Czechs are, in my opinion, remarkably cynical people. Well, they’re generally indifferent and aloof towards strangers. It’s kind of the complete opposite of Canada and, to some degree, the United States, where everyone’s up in your grill with their politeness and incessant apologies. The idea is that everyone minds their own business. BUT, any time I had to navigate a set of stairs with our stroller, somebody stopped to offer assistance. And, if I declined, nobody seemed offended. They just nodded or shrugged and carried on with their lives. It’s kind of an introvert’s dream.
We attended a wine festival in Prague, and the biggest difference was the lack of separation between alcohol and children. Alcohol was available everywhere, people could drink anywhere (public consumption of alcohol is generally acceptable), and children could be…anywhere. Reality is that North Americans have a pretty archaic view about alcohol consumption. At concerts and other events, adults that want to consume alcohol have to enter a “beer garden,” which is basically a booze cage. And, in my experience, this results in North Americans being really bad at handling their alcohol. I have no doubt that public drunkenness and obnoxious drunks exist across Europe, but at this wine festival, all we saw were families having a great time, where parents could enjoy a bit of wine, kids could have some lemonade, and the whole family could sit on a blanket with their friends and enjoy their surroundings. The presence of children seemed to remind people to drink responsibly.

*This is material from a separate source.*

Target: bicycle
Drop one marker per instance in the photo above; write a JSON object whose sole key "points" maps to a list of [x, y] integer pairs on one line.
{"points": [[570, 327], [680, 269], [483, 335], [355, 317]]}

Finally, the biggest surprise came in the form of sticker shock. As I mentioned earlier, our first trip was a treasure trove of cheaper food, drink, and consumer goodies. This time, we traveled with a weaker Canadian dollar and a strong Czech koruna, plus inflation. Some food was cheaper (milk and some cheeses, some produce, and bread), but a lot of foods were on par with prices in Canada. My husband laughed at the “low” cost of Laughing Cow cheese, but when I did the conversion from the 4-pack at Costco, it was the same price in both countries. I was more surprised by the cost of children’s clothing and toys. Everything was more expensive. On sale, I found pairs of toddler-sized shorts for $10 (170 Kc) and, considering I bought clearance shorts at OshKosh B’Gosh for $3.99, I simply couldn’t justify stocking up on clothes while overseas. We bought a few T-shirts, but I think we’ll stick to doing our shopping at home.
Overall, we had a great (also, exhausting) time, and we learned a lot about a destination that we’ve come to call a “second home.” Having a kid definitely puts a new sheen on the experience, and despite the differences, we can’t wait to go back.
Now, it’s your turn. What kinds of experience have you had while traveling with your children? How do other countries accommodate families, and were you pleasantly surprised or disappointed with your holidays?